REPUBLIKA.CO.ID, Oleh: Zaky Al Hamzah
Bila Fatwa kemampuan kesehatan ada, maka jika ada perbedaan pandangan dari sejumlah alim ulama terkait boleh tidaknya calon jamaah haji berangkat haji karena kesehatan yang parah atau risti, maka alim ulama tersebut akan merujuk pada Fatwa MUI tentang kemampuan kesehatan.
Dengan pendekatan informal tersebut, jelas Fidiansjah, maka kesiapan haji menjadi prima, yakni kesiapan biaya, transportasi, pemahaman manasik agama dan kemampuan kesehatan.
Dia mencontohkan sebuah pendidikan, seorang siswa harus menjalani pendidikan SD, SMP, SMU hingga kuliah dan prosesnya sangat lama.
"Bayangkan persiapan pendidikan saja sangat lama. Mestinya kerangka berpikir tamu-tamu Allah SWT (jamaah haji), juga harus lebih. Di sini dibutuhkan Fatwa MUI untuk memastikan kemampuan kesehatan jamaah haji," terangnya.
Sementara itu, jamaah haji yang wafat terus bertambah, hingga Ahad (2/11) siang WAS mencapai 291 orang jamaah, dari sebelumnya 290 orang pada Ahad (2/11) pagi.
Rinciannya jamaah reguler yang wafat sebanyak 274 orang dan 17 orang jamaah haji khusus. Jumlah tersebut sudah melebihi jamaah yang meninggal tahun lalu.

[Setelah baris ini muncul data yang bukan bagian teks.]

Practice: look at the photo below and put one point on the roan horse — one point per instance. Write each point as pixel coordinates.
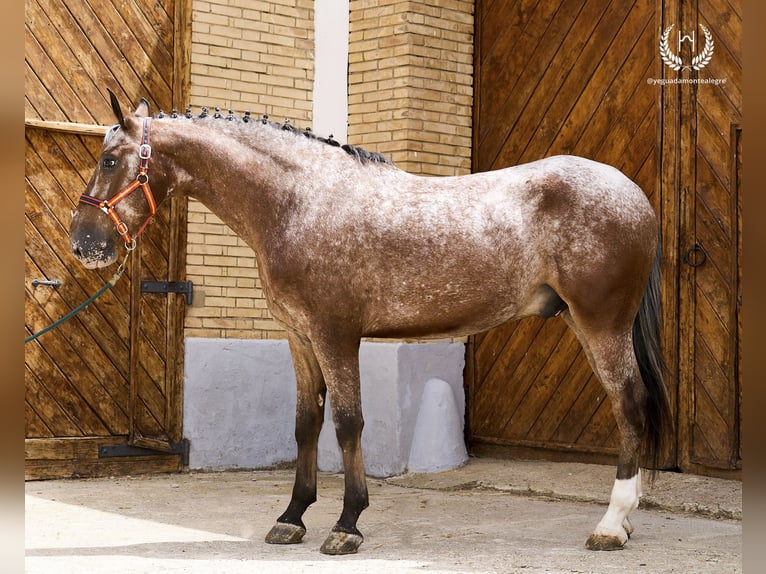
(349, 246)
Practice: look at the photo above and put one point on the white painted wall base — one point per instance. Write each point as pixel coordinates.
(239, 406)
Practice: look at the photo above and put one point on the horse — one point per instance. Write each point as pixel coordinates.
(350, 246)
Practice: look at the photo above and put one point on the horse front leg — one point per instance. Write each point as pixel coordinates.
(341, 368)
(309, 416)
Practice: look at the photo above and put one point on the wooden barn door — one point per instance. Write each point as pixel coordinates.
(707, 174)
(103, 390)
(575, 77)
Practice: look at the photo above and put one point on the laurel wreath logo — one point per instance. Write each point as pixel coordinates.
(674, 61)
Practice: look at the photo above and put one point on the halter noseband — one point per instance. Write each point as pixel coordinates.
(142, 181)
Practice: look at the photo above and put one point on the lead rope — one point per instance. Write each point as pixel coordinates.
(109, 284)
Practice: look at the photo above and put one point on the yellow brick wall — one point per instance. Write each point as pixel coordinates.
(410, 97)
(411, 82)
(252, 55)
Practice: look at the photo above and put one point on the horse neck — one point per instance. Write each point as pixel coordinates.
(240, 174)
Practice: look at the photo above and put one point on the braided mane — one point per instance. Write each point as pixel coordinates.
(362, 155)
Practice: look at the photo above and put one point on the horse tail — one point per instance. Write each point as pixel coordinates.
(651, 364)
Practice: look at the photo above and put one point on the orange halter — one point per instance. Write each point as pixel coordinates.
(142, 181)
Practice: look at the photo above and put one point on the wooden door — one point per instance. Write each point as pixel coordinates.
(107, 381)
(709, 127)
(556, 77)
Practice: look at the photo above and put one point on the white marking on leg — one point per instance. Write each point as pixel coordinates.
(624, 499)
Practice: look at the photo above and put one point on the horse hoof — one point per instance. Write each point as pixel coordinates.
(605, 542)
(285, 533)
(626, 524)
(341, 543)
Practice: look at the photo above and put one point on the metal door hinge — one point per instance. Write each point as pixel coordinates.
(117, 450)
(185, 287)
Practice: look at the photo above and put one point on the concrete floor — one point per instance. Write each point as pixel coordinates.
(488, 516)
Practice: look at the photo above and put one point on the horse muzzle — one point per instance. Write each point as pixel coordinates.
(94, 253)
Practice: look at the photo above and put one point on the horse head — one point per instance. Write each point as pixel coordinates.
(118, 201)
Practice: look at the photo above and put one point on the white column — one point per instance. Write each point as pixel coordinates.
(330, 105)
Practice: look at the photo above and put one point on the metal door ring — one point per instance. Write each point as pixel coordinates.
(696, 256)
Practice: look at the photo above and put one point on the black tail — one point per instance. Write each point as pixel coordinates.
(651, 363)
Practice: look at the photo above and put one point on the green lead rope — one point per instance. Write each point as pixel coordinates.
(109, 284)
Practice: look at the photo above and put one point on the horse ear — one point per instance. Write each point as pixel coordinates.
(142, 110)
(116, 108)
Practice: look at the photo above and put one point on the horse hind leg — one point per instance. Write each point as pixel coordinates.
(614, 363)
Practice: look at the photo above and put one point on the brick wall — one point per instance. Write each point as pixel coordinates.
(410, 97)
(246, 55)
(411, 82)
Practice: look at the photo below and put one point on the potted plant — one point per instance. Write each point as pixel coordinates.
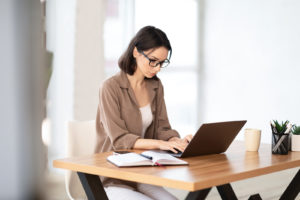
(280, 137)
(296, 138)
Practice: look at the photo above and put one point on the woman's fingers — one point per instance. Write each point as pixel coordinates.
(188, 138)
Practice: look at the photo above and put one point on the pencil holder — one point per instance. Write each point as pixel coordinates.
(280, 143)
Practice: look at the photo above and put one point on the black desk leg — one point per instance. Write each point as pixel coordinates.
(226, 192)
(198, 195)
(293, 188)
(255, 197)
(92, 186)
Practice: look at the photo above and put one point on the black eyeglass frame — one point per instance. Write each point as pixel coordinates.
(167, 61)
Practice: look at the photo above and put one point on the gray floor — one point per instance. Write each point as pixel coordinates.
(269, 187)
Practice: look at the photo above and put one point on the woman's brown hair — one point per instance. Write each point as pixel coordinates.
(147, 38)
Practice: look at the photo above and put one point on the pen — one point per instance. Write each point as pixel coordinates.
(150, 158)
(145, 156)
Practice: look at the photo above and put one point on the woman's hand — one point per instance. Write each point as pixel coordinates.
(188, 138)
(172, 145)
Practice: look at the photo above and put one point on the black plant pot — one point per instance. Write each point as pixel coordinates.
(280, 143)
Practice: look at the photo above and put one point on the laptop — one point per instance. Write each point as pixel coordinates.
(211, 138)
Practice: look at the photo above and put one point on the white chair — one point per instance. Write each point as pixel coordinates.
(81, 140)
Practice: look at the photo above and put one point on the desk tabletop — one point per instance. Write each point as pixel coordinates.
(202, 172)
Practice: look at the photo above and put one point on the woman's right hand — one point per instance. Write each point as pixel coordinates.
(172, 145)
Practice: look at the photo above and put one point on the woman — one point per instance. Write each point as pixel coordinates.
(132, 112)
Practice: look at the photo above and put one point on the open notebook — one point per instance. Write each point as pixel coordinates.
(146, 158)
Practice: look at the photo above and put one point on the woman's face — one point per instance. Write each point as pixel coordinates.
(155, 55)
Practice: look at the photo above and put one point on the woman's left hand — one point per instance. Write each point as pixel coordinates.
(188, 138)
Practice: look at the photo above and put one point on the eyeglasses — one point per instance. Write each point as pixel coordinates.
(155, 63)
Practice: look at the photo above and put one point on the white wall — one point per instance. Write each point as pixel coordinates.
(22, 81)
(74, 35)
(251, 62)
(89, 58)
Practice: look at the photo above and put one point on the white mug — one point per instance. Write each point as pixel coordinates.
(252, 139)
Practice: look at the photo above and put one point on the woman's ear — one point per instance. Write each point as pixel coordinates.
(135, 52)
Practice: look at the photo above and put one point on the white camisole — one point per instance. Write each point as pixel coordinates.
(146, 118)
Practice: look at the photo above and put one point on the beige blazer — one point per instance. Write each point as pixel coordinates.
(119, 121)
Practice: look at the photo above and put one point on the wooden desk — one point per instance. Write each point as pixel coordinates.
(202, 173)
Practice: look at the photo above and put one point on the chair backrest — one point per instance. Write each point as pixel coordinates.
(81, 140)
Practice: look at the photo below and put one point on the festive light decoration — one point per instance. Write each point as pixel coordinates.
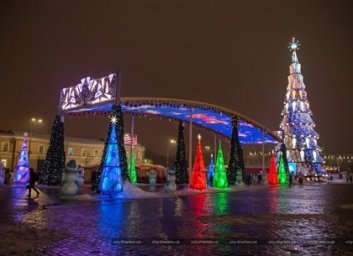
(282, 174)
(220, 176)
(90, 92)
(272, 176)
(300, 137)
(97, 96)
(113, 170)
(210, 173)
(22, 167)
(132, 168)
(198, 179)
(54, 164)
(181, 172)
(236, 170)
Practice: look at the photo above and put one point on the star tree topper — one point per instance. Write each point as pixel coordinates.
(294, 45)
(113, 119)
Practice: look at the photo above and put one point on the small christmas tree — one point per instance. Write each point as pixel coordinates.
(198, 179)
(54, 163)
(236, 170)
(181, 172)
(220, 176)
(210, 173)
(113, 170)
(132, 168)
(272, 176)
(22, 167)
(282, 174)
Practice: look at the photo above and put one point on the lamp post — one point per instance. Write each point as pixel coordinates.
(33, 121)
(171, 142)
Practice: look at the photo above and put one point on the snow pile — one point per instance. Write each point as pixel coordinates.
(22, 239)
(85, 197)
(131, 191)
(189, 191)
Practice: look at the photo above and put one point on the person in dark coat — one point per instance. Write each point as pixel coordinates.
(32, 182)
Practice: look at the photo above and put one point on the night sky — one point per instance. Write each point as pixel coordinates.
(229, 53)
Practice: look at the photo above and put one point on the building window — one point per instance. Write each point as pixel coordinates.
(70, 151)
(41, 149)
(4, 162)
(5, 146)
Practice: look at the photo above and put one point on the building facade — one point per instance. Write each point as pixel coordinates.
(86, 152)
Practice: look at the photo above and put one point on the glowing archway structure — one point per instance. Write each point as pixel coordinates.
(94, 96)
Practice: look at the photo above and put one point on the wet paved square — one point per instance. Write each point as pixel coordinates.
(314, 220)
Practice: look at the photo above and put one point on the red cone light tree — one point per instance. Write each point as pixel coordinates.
(198, 178)
(272, 175)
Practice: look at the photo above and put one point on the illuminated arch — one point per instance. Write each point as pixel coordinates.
(95, 96)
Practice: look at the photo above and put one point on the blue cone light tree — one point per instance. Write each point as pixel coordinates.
(113, 170)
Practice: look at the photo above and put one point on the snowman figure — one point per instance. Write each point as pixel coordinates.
(152, 177)
(2, 174)
(81, 174)
(70, 184)
(170, 186)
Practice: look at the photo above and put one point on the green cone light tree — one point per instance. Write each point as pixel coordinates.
(54, 164)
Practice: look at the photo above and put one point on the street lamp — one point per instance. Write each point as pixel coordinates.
(171, 142)
(33, 122)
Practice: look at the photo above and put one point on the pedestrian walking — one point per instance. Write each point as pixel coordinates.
(290, 179)
(7, 176)
(301, 179)
(32, 182)
(93, 178)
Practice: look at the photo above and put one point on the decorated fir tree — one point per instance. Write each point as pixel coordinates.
(181, 172)
(282, 174)
(113, 170)
(198, 178)
(210, 173)
(54, 164)
(220, 176)
(300, 137)
(272, 175)
(22, 167)
(132, 168)
(236, 170)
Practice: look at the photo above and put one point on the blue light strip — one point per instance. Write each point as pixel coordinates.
(213, 120)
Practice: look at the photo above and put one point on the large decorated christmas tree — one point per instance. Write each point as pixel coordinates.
(198, 178)
(300, 137)
(220, 176)
(22, 171)
(54, 164)
(181, 172)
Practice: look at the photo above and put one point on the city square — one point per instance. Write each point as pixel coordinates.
(150, 143)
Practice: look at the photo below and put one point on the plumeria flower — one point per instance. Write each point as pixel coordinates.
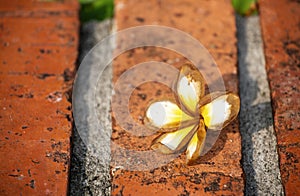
(184, 124)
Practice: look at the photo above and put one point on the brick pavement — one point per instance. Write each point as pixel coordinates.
(213, 24)
(281, 34)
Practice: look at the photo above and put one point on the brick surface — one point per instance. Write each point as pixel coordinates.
(219, 171)
(280, 26)
(38, 43)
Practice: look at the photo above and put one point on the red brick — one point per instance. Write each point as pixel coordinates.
(280, 27)
(38, 43)
(213, 24)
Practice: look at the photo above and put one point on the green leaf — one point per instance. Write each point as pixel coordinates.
(243, 6)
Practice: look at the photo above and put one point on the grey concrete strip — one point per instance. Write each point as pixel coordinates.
(260, 158)
(90, 171)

Sedangkan, sebanyak 41 jamaah haji masih dirawat di Tanah Suci. Mayoritas jamaah yang wafat akibat penyakit bawaan. "Kebanyakan yang meninggal karena penyakit bawaan dari Indonesia,'' jelasnya.
''Penyakit bawaan itu, semacam kanker, tidak mungkin di sini tiba-tiba sudah stadium tinggi," kata Kepala Seksi Kesehatan PPIH Daker Madinah, dr Tjetjep Ali Akbar, kepada MCH Madinah di BPHI di Madinah, Jumat (31/10) siang WAS.
Saat ini, BPHI Madinah masih merawat puluhan jamaah haji sakit. Sebagian jamaah haji lain sedang dirawat di RS Arab Saudi baik di Makkah maupun Madinah. Tjetjep menjelaskan mekanisme pemulangan jamaah haji yang sakit tersebut cukup rumit.